The greatest concept album of all time, according to Iggy Pop
Despite being a punk icon, Iggy Pop has always had a delightfully diverse taste in music, and that’s only become even more evident with time since he’s started sharing his eclectic favourites of old and new on his BBC Radio 6 Music show.
Not only is he clued up on everything that was happening in parallel to the peak of his own career, but he’s hugely knowledgeable on everything he grew up listening to and has kept his finger firmly on the pulse of what’s happening in today’s music sphere, and not just within the punk and art rock circles he was originally operating in. With selections on his show ranging from the distant past to cutting-edge modern talent, and flitting between jazz and electronic music with smatterings of folk, country and everything in between, there’s no denying that Iggy is something of a fountain of knowledge.

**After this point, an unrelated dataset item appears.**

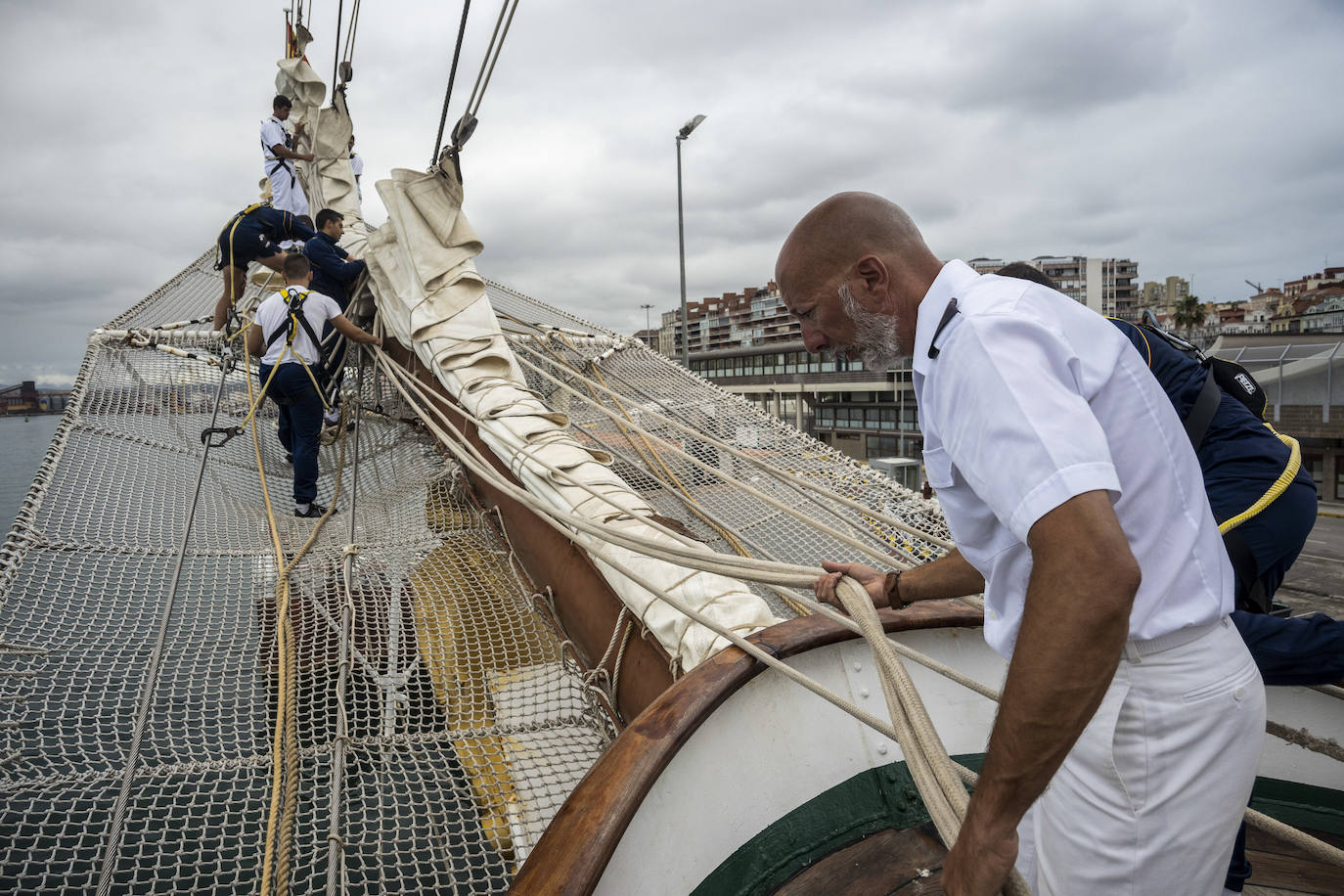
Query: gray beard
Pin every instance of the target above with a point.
(875, 335)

Of course, he’s got a lot of love for his contemporaries such as David Bowie, and still speaks fondly of his collaborations with him in the 1970s and ‘80s. The same goes for Lou Reed, another artist who had a similarly encyclopaedic knowledge of different music despite having emerged from a specific scene, and Iggy acknowledges that these two were similarly able to dive into a variety of music and speak with a sense of authority on the matter.
However, when it comes to Iggy’s own favourite albums of all time, there are some unusual picks that you wouldn’t ordinarily associate with a figure such as him. He claims to love artists such as Marty Robbins, who he describes as being “as close as I get to country”, and Louis Armstrong, whose catalogue he describes as “eerie, scary, and sometimes ironic,” with his “really cool playing” always being the most attractive element of his work.

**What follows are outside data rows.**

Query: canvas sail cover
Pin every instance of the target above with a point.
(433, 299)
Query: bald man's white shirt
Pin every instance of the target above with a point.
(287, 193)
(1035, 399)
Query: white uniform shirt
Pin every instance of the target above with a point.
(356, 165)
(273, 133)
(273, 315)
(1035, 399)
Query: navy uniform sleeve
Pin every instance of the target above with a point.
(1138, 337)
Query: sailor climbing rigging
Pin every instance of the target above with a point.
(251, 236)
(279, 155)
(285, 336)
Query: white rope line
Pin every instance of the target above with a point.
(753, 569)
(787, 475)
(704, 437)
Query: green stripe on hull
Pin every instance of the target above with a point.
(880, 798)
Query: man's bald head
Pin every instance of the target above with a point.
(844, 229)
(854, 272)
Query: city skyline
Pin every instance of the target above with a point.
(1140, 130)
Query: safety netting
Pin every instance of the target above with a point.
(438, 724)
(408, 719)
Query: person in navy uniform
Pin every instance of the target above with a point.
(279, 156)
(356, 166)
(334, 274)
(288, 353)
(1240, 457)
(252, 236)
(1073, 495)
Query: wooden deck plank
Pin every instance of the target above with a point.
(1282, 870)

Both of these artists were amongst his dozen favourites that he picked out in a 2005 interview with Entertainment Weekly, but within this very selection, he named one concept album that he sees as being above all others in terms of its ambition, scope and brilliance. Not only that, but its 1955 release means that it is regularly cited as being one of the first concept albums ever made, which adds to it being regarded as such a landmark record in the history of popular music.

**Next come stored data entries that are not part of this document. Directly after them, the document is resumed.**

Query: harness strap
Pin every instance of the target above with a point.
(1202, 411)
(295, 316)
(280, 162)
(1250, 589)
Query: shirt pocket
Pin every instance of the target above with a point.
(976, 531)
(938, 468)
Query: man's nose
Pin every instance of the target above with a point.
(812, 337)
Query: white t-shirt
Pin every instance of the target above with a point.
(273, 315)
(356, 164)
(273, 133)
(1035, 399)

Frank Sinatra’s In The Wee Small Hours was the ninth studio release from the New Jersey crooner, and the record is often celebrated for the way it explores themes of loneliness, isolation and introspective viewpoints on collapsing relationships. Amongst the tracklist are several covers of jazz standards by Cole Porter, Duke Ellington and Hoagy Carmichael, but it’s the way that the song selection was curated that makes it such a stunningly tight album that follows a theme and concept from start to finish.
Iggy’s love of the album stems from the way that Sinatra manages to weave all of these themes into a cohesive narrative, and how he sings from a distinctive perspective in a way that no others had previously attempted. “This is a nice one,” he said of the album in the feature. “There’s such a cult around him, the buffs have a name for this period—his pathos period or something—where he sings songs of loss in an intimate setting. He excels at it.”